Os laços familiares e afetivos do ministro com a região são "profundos", segundo a nota. "É natural e previsível que, na qualidade de parlamentar, Juscelino Filho tenha o compromisso de levar recursos para a região, sua base política". O titular das Comunicações assinalou que as propriedades rurais da família "são frutos de investimentos realizados ao longo de décadas" e passam "de pai para filhos".

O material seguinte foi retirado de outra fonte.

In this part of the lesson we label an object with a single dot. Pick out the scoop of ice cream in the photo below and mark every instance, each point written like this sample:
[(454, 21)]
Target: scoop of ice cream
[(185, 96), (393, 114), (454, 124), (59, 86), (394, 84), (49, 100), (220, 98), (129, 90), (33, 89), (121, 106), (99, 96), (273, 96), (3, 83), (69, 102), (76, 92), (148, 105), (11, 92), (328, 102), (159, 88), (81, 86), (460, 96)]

A obra de pavimentação foi orçada em R$ 7,5 milhões, dos quais R$ 5 milhões são para fazer um trecho de 19 km em frente às suas terras. O restante atende 11 ruas em povoados da cidade. Juscelino indicou a verba do orçamento secreto para fazer a estrada em 2020, quando era deputado federal. Às vésperas da eleição, no ano passado, mais R$ 1,5 milhão foi liberado.
Salário mantido
A Codevasf alegou desconhecer que a estrada passa por fazendas do ministro e seus familiares. Disse que a responsabilidade pela seleção da empresa e pela indicação das estradas contempladas é da prefeitura. A companhia confirmou que afastou Julimar Alves da Silva Filho, gerente regional de empreendimento de irrigação, acusado pela Polícia Federal de receber propina de R$ 250 mil da Construservice, mas disse que ele continua recebendo salário de R$ 20 mil por mês.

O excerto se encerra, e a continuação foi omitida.